Thursday, April 17, 2014

Why luxury branding is not for everyone

Every two weeks or so,  I will get a phone call or an email from a prospective client wanting to create  "luxury branding" for their product or service. They want to enter the market with a new product catering to a discerning few. Nowadays, it seems every Joe, Dick and Mary (have to add Mary for PC purposes) wants to start a luxury brand. But just because you say it is, does not make it so.
Once the conversation begins, the client will ultimately say "I want something that "pops."  How about red?" That's where I stop and question if I am the right fit for them.

Luxury services and products are NOT intended for everyone. It is never about selling to the MOST people, it is selling the most to a FEW people (who can afford it.) Once you understand that (and accept it) then you can begin the design process on the right footing. "Know thy self" said Plato in his conversations with Socrates.

In communication design I believe the following to be true:

Simple design is sophisticated design and therefore exclusive design.

It is not a coincidence that the brands that represent true luxury and excellence, and thus true sophistication, are for the most part using simple marks, beautiful typography, and understated colors in their branding.
Have a look around you - really exclusive stuff comes in the simplest, most discrete packaging.
For illustration purposes, I have paired the logos of brands that are in the same industry / or produce similar products, but are on the polar opposites of the pricing spectrum:














The first thing you notice is the color. What's up with all the red? Now I know why one of my branding design idols, Ivan Chermayeff once said, "When in doubt make it red, if you are still in doubt make it big."
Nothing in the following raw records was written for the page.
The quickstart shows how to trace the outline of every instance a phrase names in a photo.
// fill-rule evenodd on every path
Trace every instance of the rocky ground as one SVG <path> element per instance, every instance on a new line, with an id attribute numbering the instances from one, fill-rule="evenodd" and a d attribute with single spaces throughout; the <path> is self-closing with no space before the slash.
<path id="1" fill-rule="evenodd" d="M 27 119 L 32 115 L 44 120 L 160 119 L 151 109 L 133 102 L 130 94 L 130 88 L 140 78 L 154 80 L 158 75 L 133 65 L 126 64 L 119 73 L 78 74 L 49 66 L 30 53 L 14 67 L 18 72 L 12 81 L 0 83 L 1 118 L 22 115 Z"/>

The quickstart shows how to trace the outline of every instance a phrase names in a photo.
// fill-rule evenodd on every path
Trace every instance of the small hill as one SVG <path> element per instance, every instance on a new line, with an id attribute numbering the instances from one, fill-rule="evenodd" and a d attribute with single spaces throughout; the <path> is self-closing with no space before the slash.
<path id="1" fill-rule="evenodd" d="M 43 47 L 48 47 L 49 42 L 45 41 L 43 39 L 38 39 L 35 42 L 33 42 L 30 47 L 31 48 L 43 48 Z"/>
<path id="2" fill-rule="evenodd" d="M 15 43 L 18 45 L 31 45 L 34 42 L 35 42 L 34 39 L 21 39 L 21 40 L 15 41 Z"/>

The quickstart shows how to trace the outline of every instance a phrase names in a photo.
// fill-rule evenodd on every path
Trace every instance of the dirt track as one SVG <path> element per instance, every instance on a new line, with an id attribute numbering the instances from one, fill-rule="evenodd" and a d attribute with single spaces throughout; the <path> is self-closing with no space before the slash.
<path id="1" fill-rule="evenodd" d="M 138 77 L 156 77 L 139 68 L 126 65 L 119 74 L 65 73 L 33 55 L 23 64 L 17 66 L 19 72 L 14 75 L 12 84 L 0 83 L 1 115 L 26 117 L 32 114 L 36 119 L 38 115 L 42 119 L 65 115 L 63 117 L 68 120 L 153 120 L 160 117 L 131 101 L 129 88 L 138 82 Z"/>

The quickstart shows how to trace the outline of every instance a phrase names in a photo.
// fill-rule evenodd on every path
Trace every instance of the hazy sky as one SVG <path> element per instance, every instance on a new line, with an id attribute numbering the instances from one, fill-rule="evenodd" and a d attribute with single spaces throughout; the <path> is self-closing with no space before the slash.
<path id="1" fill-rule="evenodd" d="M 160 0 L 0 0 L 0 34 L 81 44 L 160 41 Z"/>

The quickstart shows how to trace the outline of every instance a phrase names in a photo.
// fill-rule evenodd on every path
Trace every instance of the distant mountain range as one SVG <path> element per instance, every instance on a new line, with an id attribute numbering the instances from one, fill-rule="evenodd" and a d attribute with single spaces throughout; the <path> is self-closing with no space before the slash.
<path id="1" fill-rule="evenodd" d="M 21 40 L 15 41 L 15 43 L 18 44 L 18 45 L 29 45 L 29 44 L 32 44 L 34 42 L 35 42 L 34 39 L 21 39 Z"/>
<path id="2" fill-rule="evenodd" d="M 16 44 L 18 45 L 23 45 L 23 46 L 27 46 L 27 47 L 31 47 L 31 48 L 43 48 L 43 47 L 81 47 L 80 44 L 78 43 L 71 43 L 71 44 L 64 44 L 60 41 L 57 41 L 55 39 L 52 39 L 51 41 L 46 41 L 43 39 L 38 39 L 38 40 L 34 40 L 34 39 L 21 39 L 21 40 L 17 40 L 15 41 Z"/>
Why are "mass" brands more colorful and have more "design" in their logos than their more expensive counterparts? I have thought about it and here it goes:
(Bear in mind, this is purely my opinion and I maybe completely wrong.)

When we are young children, (and I am constantly reminded of that, because I have 7 year old twins), our brains are developing, and we are impressed by the novelty of new colors everywhere. They are fun and playful and casual and go by the names of blood orange, lilac, aqua and fuschia. Same goes for the overly ornate letters and typography. Kids, when they write, create simple letterforms, and they always love it when you write in cursive. They want to learn it, just to show their friends how advanced they are. (BTW, when I was a kid growing up in Cyprus, our teachers never taught us cursive, but I loved it so much, that I taught myself how.
(I am still trying to get it to look right, but that's a whole different blog altogether.)
Cursive has a lot to do with exclusivity and marks of luxury and sophistication, probably stemming from the quill era, but after being done badly so many times, I believe that ship has sailed.

Back to the story.
As we get older, we evolve, we get to see more, experience more and interact with more. We slowly shift  to a more understated, more conservative and dare I say "safe," tried and true design.  Mies van der Rohe once said "It is better to be good than to be original."  I tend to agree.
Because we have experienced the playfulness and the fickleness of color and ornate, fleeting, design in our youth, we have outgrown it. Been there, done that. We have progressed and we yearn for something simpler, more "established."
In our middle age, (the prime target market for luxury brands), we are also about experiences. We want our experience to be one of sophistication and elegance, worth both our money and time. So my point is we associate bright colors with a stage of our naive, less sophisticated, less picky, younger selves. And thus we dismiss a company's offerings, because the experience will most likely, match their whole branding. If you show up in a new city and money were no object, and you had to choose between two restaurants on your first night.  One had an over designed logo with colors etc and the other had a simple clean word type, with white letters set on a dark grey background. Both serve the same cuisine.
Both are good. Which one would you pick? I would pick the latter. Wouldn't you?

But lest we forget, not everyone has the same experiences, so these mass brands go with the lowest common denominator. The "pop" of color - the overly designed word mark or logo, the path of least resistance. And because less expensive brands want to sell the most to the most customers, adding red and making it big is certainly one way of getting their attention.